5. Görüntüleme için istenen kuyuları seçin ve kuyu seç simgesine tıklayarak spesifikasyon değişikliklerini onaylayın.
6. Hücresel analiz ayarlarını yapmak için Veri Azaltma sekmesine gidin.
7. Açık renkli bir arka planla eşik değerini 19.500 olarak ayarlayın ve Maskelerdeki delikleri doldur'u seçin.
8. Nesne seçimi için minimum nesne boyutunu 100 μm ve maksimum nesne boyutunu 1.000 μm olarak ayarlayın ve Tüm görüntüyü analiz et'i seçin.
   NOT: Bu analiz için yalnızca birincil maske ve nesne sayısı gereklidir.
9. Tüm değişiklikleri kaydedin ve görüntüleyici uygulamasını açın.
10. Çekmeceyi açarak deneysel U şeklindeki alt mikro plakayı inkübatöre yerleştirin, ardından görüntüleyici yazılımını kullanarak kapatın.
11. Protokolü çalıştırmak için Prosedür Bilgisi sekmesine tıklayın, bir kullanıcı ekleyin ve protokolü seçin.
12. Doğru plaka tipinin seçildiğinden emin olun ve görüntüleme süresini plaka başına 30 dakika olarak ayarlayın.
13. İstenen görüntüleme aralığını seçin, plakanın kapağı olup olmadığını belirtin ve görüntüleme başlangıç zamanını ve süresini ayarlayın.
14. Görüntüleme işlemini başlatmak için Plaka / Damar Planla'ya tıklayın.

9. Bodrum membran özü çözeltisi kaplaması (isteğe bağlı)

NOT: Bazal membran ekstrakt çözeltisi, kaplamadan 24 saat sonra sferoidlere uygulanabilir.

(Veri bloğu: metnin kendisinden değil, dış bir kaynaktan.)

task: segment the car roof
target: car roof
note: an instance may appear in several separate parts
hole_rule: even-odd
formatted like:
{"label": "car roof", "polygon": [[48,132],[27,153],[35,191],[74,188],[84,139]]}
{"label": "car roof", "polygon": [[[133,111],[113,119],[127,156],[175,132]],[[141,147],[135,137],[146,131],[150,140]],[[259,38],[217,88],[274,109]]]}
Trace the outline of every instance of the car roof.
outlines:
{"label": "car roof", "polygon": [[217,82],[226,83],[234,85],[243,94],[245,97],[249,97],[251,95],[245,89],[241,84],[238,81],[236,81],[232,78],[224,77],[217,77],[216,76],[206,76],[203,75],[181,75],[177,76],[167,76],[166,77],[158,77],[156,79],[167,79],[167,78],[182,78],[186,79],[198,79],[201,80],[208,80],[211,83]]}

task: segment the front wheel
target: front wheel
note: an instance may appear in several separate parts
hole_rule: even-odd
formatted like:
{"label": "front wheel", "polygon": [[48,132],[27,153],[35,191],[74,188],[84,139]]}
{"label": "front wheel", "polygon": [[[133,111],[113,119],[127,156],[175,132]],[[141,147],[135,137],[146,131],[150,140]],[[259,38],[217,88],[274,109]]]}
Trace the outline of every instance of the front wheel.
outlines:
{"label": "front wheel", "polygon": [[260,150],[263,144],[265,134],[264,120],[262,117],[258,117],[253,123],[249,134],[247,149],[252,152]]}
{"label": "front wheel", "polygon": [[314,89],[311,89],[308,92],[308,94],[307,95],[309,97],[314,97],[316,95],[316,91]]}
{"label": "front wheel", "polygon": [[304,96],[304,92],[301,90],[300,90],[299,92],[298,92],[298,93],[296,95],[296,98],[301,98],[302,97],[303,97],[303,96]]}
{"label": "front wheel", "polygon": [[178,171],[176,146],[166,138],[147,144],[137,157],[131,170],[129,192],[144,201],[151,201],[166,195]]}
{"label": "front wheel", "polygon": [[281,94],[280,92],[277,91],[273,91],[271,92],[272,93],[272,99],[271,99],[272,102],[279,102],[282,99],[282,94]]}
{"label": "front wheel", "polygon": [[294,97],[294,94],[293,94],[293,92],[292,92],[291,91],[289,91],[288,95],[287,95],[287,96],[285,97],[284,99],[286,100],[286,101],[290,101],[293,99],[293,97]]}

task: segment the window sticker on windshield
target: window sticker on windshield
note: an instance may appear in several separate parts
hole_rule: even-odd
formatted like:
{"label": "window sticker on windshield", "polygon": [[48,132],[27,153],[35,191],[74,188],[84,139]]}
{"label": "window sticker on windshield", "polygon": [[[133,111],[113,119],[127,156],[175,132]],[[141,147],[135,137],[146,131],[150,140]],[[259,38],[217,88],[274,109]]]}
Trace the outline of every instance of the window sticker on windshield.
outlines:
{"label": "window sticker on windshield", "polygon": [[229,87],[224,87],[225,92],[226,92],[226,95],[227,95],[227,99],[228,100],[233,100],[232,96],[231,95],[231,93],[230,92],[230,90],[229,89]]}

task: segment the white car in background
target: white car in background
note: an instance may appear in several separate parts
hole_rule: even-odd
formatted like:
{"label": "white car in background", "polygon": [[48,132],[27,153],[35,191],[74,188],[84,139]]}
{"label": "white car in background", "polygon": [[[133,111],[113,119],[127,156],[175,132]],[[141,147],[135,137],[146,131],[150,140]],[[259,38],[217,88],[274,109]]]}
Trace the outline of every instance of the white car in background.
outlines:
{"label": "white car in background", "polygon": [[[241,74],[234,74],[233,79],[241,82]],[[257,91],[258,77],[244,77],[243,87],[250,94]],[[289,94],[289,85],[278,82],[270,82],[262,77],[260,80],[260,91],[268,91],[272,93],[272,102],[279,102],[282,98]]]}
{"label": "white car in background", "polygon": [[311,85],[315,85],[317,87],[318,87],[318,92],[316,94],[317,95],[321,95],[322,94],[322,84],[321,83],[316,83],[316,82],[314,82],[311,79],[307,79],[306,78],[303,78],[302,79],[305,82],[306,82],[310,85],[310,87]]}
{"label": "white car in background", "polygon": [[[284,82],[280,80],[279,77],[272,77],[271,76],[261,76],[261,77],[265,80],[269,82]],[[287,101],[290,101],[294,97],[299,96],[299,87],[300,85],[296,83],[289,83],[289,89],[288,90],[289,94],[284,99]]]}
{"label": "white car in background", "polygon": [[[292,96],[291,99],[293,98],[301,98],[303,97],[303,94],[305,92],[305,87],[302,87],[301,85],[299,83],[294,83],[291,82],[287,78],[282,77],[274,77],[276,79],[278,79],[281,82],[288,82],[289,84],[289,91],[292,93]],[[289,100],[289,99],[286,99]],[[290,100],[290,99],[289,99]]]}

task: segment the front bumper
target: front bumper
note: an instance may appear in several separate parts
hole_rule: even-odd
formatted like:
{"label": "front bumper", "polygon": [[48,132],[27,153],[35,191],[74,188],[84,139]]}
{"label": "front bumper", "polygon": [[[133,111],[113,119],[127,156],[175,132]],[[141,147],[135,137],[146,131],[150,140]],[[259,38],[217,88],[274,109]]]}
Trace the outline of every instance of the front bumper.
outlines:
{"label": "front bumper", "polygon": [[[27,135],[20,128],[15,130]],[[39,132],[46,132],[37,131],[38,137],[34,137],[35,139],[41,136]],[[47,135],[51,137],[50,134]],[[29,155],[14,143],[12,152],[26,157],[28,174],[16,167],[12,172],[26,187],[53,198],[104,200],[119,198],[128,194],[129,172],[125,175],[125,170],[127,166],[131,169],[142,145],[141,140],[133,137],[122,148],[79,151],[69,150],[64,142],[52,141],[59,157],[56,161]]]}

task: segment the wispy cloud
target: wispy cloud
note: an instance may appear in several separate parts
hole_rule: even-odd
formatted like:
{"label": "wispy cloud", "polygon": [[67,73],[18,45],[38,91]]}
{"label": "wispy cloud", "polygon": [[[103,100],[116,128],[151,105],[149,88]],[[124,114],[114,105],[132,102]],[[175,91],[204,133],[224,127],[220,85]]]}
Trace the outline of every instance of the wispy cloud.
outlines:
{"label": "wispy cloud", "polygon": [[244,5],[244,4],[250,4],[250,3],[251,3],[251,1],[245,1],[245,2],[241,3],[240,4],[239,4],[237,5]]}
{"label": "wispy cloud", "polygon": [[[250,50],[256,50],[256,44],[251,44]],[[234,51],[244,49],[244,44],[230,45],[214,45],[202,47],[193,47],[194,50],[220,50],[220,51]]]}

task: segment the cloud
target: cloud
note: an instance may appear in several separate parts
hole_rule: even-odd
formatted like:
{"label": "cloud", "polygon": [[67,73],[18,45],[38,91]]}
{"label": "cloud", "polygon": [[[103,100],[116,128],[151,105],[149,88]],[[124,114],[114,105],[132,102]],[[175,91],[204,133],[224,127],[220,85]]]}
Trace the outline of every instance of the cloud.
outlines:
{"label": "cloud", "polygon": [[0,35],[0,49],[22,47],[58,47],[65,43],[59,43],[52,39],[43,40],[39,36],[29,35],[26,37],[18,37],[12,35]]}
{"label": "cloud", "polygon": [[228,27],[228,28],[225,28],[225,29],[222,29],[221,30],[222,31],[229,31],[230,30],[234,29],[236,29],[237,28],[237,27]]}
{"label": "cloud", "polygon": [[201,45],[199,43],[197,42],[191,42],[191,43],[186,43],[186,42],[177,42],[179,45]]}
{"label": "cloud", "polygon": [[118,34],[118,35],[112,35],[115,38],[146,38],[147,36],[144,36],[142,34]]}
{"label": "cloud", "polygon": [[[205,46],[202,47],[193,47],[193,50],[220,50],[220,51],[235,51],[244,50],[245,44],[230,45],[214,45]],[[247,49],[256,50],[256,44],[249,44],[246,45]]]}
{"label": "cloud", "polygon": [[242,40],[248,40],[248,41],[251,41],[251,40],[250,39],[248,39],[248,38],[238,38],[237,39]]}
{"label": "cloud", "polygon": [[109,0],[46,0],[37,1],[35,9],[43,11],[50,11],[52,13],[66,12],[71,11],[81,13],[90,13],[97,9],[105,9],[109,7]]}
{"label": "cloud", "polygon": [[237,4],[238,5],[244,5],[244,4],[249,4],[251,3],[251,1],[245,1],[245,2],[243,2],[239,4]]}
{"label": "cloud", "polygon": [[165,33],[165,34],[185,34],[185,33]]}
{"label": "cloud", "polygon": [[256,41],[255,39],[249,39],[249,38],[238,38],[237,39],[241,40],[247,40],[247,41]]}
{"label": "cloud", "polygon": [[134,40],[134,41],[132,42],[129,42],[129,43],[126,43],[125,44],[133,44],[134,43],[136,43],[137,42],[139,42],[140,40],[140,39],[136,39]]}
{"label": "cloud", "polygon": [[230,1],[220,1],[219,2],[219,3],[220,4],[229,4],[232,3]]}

1. Bodrum membran ekstrakt solüsyonunu soğuk tutmak için bir buz kovasını buzla doldurun ve kullanılmadığı zaman 4 °C'de saklayın.
2. Çok kanallı bir pipetle yaklaşık 170 μL ortamı aspire edin.
3. Küçük sferoidleri yakından gözlemlemek için bir büyüteç ve mini bir ışık kutusu kullanın. 96 delikli küresel plakayı ışık kutusunun üzerine yerleştirin ve büyüteci baş üstü yerleştirin.
4. P200 pipetini 30 μL'ye ayarlayın ve üç mikro damlacık oluşturmak için bazal membran ekstraktını toplayın.
5. Bir mikropipet ile üç teknik kopyanın her birinin üzerine bir mikro damlacık ekleyin.
6. 96 oyuklu plakanın düz olduğundan emin olun ve pipeti kürenin üzerine dikey olarak yerleştirin. Kuyunun dibine dokunmadan damlacığı serbest bırakın.
7. Plakayı 20 dakika boyunca 37 ° C'de bir inkübatöre yerleştirin.
8. Sferoidleri bir mikropipet ile oyuk başına 50 μL ilave bazal membran ekstrakt çözeltisi ile kaplayın.
9. Bir pipet ucu kullanarak sferoidleri kuyunun ortasına yeniden konumlandırın.
10. 37 °C'de 30 dakika inkübe edin.
11. Her oyuğa 100 μL hücre kültürü ortamı ekleyin.

10. Nicelik belirleme

1. ImageJ yazılımını indirin ve açın. Küresel görüntüleri yükleyin.
2. Analiz Et'e tıklayarak ölçümleri ayarlayın | Ölçümleri ayarlayın ve Alanı seçin | Merkez. Küreyi izlemek ve nesneyi ölçmek için kement aracını kullanarak sferoidleri ölçün.
3. Üç biyolojik kopya için değerleri kaydedin ve ortalama alanı ve daireselliği hesaplayın.
4. Aşağıdaki formülü kullanarak alanı piksellerden metrekareye dönüştürün:
   Alan (m²) = ((550/504) × √ (piksel cinsinden alan)) ²
5. Verileri analiz edin.
   1. Sütunlar halinde yığılmış çoğaltma değerlerini girin'i seçin.
   2. Verileri sütunlara girin ve monokültür sferoid kontrolünü ve ko-kültür muamelesi sferoid örneklerini seçin.
   3. Tek yönlü ANOVA sütun analizi gerçekleştirin.
6. Aşağıdaki ANOVA parametrelerini kullanın:
   1. Eşleştirmekten veya eşleştirmekten kaçının.
   2. Artıkların Gauss dağılımını varsayalım.
   3. Standart sapmaların eşit olduğunu varsayalım.
   4. Her sütunun ortalamasını diğer tüm sütunların ortalamasıyla karşılaştırmak için Tukey'in çoklu karşılaştırma testini kullanın.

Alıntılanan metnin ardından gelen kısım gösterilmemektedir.